Paper
24 March 2016 Sweet-spot training for early esophageal cancer detection
Author Affiliations +
Abstract
Over the past decade, the imaging tools for endoscopists have improved drastically. This has enabled physicians to visually inspect the intestinal tissue for early signs of malignant lesions. Besides this, recent studies show the feasibility of supportive image analysis for endoscopists, but the analysis problem is typically approached as a segmentation task where binary ground truth is employed. In this study, we show that the detection of early cancerous tissue in the gastrointestinal tract cannot be approached as a binary segmentation problem and it is crucial and clinically relevant to involve multiple experts for annotating early lesions.
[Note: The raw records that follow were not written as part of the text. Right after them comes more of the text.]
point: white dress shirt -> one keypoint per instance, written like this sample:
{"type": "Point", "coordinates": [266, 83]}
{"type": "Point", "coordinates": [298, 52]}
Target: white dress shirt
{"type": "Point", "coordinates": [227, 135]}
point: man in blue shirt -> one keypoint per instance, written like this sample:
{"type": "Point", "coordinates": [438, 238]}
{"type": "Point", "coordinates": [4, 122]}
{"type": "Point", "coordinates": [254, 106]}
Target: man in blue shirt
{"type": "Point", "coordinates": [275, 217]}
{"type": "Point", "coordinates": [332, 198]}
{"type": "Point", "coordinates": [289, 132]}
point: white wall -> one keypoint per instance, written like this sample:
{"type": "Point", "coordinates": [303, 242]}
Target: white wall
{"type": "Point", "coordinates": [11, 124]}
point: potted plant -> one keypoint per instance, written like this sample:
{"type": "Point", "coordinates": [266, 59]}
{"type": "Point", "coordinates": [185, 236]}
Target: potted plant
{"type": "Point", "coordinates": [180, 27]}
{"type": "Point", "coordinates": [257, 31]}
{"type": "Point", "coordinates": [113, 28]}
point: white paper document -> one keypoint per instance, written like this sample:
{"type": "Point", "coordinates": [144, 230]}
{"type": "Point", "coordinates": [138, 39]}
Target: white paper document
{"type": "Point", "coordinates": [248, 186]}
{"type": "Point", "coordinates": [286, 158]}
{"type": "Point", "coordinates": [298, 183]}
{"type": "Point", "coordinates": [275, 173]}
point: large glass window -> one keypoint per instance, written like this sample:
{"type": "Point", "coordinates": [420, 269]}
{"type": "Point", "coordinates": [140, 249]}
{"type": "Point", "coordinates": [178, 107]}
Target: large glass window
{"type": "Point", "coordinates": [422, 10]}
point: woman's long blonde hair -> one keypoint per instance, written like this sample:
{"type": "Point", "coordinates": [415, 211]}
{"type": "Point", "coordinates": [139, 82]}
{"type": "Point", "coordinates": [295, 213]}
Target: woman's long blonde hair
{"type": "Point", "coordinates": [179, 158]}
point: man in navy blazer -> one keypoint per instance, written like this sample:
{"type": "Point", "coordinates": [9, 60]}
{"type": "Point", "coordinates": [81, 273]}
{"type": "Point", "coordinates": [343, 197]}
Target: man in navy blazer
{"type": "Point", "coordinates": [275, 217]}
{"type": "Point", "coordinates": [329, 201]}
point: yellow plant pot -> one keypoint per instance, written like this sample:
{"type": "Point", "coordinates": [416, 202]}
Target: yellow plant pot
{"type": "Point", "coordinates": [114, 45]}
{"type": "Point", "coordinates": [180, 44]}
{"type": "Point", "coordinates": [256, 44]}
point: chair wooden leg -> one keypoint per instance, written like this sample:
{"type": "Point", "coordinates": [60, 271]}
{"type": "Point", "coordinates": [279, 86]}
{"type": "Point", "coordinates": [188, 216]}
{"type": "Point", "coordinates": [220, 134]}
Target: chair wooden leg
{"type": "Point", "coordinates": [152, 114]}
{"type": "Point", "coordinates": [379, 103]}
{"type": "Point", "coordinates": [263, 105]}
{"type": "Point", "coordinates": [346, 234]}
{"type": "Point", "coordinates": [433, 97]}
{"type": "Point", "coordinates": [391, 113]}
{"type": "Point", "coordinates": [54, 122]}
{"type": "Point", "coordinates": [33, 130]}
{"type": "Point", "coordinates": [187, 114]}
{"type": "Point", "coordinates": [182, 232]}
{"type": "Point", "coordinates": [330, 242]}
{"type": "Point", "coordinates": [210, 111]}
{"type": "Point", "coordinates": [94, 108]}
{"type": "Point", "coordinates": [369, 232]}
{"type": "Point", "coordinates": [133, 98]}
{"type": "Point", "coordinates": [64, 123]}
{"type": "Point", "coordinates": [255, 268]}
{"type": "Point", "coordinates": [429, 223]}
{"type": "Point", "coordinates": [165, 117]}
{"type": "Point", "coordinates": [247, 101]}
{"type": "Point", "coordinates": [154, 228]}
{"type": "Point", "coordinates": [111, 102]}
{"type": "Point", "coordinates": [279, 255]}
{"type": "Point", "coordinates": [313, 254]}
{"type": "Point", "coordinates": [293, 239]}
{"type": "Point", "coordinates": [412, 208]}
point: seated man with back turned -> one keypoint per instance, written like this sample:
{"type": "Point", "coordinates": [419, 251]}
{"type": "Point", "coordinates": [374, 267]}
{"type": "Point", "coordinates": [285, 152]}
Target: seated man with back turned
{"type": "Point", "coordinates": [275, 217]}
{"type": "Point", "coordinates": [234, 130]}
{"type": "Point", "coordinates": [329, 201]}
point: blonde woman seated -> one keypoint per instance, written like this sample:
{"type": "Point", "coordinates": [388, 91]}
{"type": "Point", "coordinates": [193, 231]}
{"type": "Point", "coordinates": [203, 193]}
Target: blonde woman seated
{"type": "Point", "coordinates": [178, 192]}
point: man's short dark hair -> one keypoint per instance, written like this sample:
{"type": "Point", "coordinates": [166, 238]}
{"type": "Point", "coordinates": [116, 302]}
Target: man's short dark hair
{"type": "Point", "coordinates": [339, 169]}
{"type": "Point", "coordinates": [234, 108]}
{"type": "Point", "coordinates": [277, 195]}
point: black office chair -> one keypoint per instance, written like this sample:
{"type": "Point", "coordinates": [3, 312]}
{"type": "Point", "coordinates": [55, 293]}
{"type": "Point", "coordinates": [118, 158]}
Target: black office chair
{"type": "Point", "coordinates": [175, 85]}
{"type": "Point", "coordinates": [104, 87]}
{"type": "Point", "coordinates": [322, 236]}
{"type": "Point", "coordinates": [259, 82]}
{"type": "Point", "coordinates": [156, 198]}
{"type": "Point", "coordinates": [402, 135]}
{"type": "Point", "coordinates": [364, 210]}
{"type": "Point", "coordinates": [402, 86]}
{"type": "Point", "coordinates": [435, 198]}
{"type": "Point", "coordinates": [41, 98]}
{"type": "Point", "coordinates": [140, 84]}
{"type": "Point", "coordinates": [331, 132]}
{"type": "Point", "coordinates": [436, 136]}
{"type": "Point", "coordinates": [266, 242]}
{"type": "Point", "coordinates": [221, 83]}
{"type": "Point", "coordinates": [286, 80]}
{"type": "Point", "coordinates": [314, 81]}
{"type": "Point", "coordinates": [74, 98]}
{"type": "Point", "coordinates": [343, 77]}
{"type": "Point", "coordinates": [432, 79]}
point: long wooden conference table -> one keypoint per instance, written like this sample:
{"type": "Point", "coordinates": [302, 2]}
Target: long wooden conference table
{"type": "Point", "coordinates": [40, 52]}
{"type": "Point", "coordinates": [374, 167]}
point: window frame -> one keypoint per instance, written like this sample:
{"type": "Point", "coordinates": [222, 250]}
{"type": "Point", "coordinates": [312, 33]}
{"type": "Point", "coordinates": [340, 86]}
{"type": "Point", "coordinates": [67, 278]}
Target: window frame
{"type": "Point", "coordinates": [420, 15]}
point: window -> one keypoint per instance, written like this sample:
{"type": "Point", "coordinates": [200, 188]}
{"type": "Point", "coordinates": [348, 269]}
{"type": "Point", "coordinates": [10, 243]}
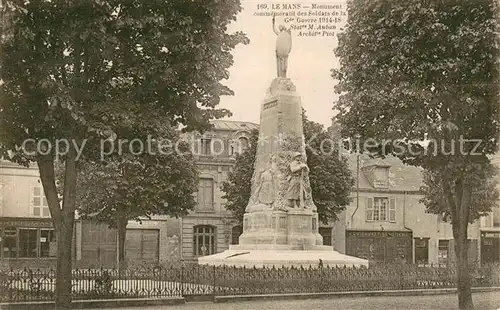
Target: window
{"type": "Point", "coordinates": [48, 243]}
{"type": "Point", "coordinates": [443, 252]}
{"type": "Point", "coordinates": [236, 233]}
{"type": "Point", "coordinates": [206, 146]}
{"type": "Point", "coordinates": [28, 243]}
{"type": "Point", "coordinates": [9, 246]}
{"type": "Point", "coordinates": [39, 205]}
{"type": "Point", "coordinates": [203, 240]}
{"type": "Point", "coordinates": [206, 194]}
{"type": "Point", "coordinates": [381, 209]}
{"type": "Point", "coordinates": [381, 177]}
{"type": "Point", "coordinates": [421, 251]}
{"type": "Point", "coordinates": [243, 144]}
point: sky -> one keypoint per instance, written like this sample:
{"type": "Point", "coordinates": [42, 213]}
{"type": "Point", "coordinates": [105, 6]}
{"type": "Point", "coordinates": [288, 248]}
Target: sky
{"type": "Point", "coordinates": [309, 66]}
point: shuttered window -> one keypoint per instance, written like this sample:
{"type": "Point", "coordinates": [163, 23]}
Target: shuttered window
{"type": "Point", "coordinates": [381, 209]}
{"type": "Point", "coordinates": [39, 205]}
{"type": "Point", "coordinates": [369, 209]}
{"type": "Point", "coordinates": [392, 210]}
{"type": "Point", "coordinates": [206, 194]}
{"type": "Point", "coordinates": [203, 240]}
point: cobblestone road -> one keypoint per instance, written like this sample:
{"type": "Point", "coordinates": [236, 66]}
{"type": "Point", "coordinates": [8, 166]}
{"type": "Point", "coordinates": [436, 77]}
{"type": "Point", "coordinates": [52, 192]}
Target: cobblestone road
{"type": "Point", "coordinates": [482, 301]}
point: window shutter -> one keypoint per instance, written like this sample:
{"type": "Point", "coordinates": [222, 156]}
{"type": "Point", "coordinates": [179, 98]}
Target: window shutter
{"type": "Point", "coordinates": [369, 209]}
{"type": "Point", "coordinates": [392, 210]}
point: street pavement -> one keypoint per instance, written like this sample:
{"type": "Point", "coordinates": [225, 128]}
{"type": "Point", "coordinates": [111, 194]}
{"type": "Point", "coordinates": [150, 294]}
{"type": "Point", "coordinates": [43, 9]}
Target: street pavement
{"type": "Point", "coordinates": [482, 301]}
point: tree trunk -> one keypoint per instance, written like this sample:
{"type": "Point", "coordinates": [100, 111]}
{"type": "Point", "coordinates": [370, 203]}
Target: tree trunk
{"type": "Point", "coordinates": [63, 220]}
{"type": "Point", "coordinates": [460, 224]}
{"type": "Point", "coordinates": [122, 232]}
{"type": "Point", "coordinates": [64, 264]}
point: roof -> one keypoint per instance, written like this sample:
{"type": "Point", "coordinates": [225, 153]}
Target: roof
{"type": "Point", "coordinates": [402, 177]}
{"type": "Point", "coordinates": [233, 125]}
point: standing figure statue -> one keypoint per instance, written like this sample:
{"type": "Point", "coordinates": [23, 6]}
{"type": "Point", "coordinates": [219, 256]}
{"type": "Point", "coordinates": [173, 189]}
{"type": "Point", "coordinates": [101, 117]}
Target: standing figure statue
{"type": "Point", "coordinates": [266, 192]}
{"type": "Point", "coordinates": [295, 192]}
{"type": "Point", "coordinates": [283, 48]}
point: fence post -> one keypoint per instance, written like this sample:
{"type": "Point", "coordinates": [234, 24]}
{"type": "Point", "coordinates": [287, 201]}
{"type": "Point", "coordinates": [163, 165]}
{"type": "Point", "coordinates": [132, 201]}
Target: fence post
{"type": "Point", "coordinates": [214, 290]}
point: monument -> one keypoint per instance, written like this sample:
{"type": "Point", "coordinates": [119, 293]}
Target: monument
{"type": "Point", "coordinates": [280, 225]}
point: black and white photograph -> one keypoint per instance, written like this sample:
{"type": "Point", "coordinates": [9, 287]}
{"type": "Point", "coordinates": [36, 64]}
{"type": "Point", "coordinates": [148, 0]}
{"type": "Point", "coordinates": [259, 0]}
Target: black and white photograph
{"type": "Point", "coordinates": [247, 154]}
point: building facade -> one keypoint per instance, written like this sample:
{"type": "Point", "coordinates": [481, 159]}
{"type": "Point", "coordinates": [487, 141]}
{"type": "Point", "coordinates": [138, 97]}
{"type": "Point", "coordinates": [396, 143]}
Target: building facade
{"type": "Point", "coordinates": [386, 222]}
{"type": "Point", "coordinates": [27, 235]}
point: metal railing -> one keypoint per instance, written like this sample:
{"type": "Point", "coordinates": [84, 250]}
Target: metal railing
{"type": "Point", "coordinates": [192, 279]}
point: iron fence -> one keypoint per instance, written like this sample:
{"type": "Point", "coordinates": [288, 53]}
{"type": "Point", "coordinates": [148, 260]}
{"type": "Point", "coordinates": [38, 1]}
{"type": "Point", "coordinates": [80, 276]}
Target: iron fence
{"type": "Point", "coordinates": [193, 279]}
By employing the so-called sweet spot for training purposes as a metric, a much better detection performance can be achieved. Furthermore, a multi-expert-based ground truth, i.e. a golden standard, enables an improved validation of the resulting delineations. For this purpose, besides the sweet spot we also propose another novel metric, the Jaccard Golden Standard (JIGS) that can handle multiple ground-truth annotations. Our experiments involving these new metrics and based on the golden standard show that the performance of a detection algorithm of early neoplastic lesions in Barrett's esophagus can be increased significantly, demonstrating a 10 percent point increase in the resulting F1 detection score.
© (2016) COPYRIGHT Society of Photo-Optical Instrumentation Engineers (SPIE). Downloading of the abstract is permitted for personal use only.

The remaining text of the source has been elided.